I have a skill or object that you desire. You have a skill or object that I desire. We agree on an exchange of goods and/or services that we both feel is fair.

This is called “Direct Barter”, and everything else is a variation on this theme of varying complexity. This isn’t even Econ 101, this is remedial level stuff, and I promise not to get any deeper than that.

As group size increases, direct barter becomes more and more difficult to track. It becomes beneficial to trade in the abstract. I provide my good or service for a claim token rather than direct benefit, and I can exchange that token where and with whom I need for that direct benefit at a later time.

The claim token itself has no direct value except as an abstract representation, and this only works if all parties involved agree on that represented value. To the extent that the tokens you posses accurately represent the goods and services you have provided to the community, this is all a Good Thing.

That’s not what happens, though. What happens is that the perceived value is assigned to the token rather than what the token represents, and people are incentivized to chase the tokens without regard for the benefit to the community – to game the system in search of a higher score for the sake of the score. This sort of behavior is often to the detriment of the community.

These tokens have taken many forms over the years – precious stones and metals, shells, beads, and today we call it “money”.

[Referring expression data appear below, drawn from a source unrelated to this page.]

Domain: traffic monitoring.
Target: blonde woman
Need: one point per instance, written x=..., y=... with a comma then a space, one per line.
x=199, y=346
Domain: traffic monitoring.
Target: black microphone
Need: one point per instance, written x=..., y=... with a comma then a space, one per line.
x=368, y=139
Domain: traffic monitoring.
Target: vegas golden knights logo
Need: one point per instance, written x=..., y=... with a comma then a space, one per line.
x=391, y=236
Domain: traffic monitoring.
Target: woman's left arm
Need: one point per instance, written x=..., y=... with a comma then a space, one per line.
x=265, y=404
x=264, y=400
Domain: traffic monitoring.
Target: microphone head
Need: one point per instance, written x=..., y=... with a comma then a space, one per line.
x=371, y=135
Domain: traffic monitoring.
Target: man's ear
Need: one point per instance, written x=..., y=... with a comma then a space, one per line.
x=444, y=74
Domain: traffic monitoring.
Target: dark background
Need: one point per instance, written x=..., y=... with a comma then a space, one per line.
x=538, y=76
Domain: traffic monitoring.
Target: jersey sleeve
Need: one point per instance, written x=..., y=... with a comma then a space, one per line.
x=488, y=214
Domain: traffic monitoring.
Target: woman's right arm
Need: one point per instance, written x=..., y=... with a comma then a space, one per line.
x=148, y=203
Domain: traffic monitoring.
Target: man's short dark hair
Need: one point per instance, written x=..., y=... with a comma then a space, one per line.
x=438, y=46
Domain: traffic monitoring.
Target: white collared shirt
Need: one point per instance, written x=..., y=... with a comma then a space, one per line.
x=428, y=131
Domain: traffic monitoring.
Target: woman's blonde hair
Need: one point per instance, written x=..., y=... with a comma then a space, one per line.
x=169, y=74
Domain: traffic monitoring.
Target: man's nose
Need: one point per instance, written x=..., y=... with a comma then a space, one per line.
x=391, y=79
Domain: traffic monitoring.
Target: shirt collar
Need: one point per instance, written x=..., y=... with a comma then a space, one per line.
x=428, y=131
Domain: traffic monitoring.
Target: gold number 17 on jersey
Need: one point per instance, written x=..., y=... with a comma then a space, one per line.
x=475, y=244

We are living the results of the quest for money for money’s sake. Those who hold the reigns of the economy have used their positions, the access it provides them, and through chicanery and unmonitored backroom gambling, used money to acquire more money, while providing no useful good or service in return. This may be good for the individual in the short term, but is horribly detrimental to the community in the long term. It strains the system, and its credibility, and eventually it must break.

And it has, with the result that those with the reigns and their $38,000,000 salaries, prior to bonuses, have brought their broken toys before us and begged for even more money to put them back together.

Just for perspective, $38,000,000 is more than I would earn in over a thousand years were I able to keep every cent I made. There is nobody providing that much of a direct barter benefit to the community. Such levels of compensation are pure fiat.

The economy breaks, those shrined institutions of money shake to the foundation, and everything stops. Unemployment rises, prices spiral, people cannot afford groceries.

But it’s all make believe. The scoreboard is broken, but the scoreboard is only keeping count of valueless tokens. The things of real value still exist.

There are jobs to be done, and people who want to do those jobs.

There are people without homes, and houses sitting empty.

There are people hungry, and food in the fields.

And this, for the want of money. But it is not money we want, but a fair exchange of value. Shelter and food and family and friends for a job we are willing to do. We are beholden to an imaginary thing of our own creation. It need not be so.

There is no reason a willing and able person should not be allowed to contribute those skills to his community. There is nothing to be gained by keeping a family homeless next to an empty house. There is no nobility in allowing people to be hungry next to fields full of food.

To the extent that means exist in a community, it is to the benefit of, and therefore the duty of, that community to see that the basic needs of all of its members are met. Food, clothing, shelter, and medical treatment. What we do in service for one another ultimately helps everyone.

Prosperity is not unless it is for us all. Anything less is tyranny by a different name.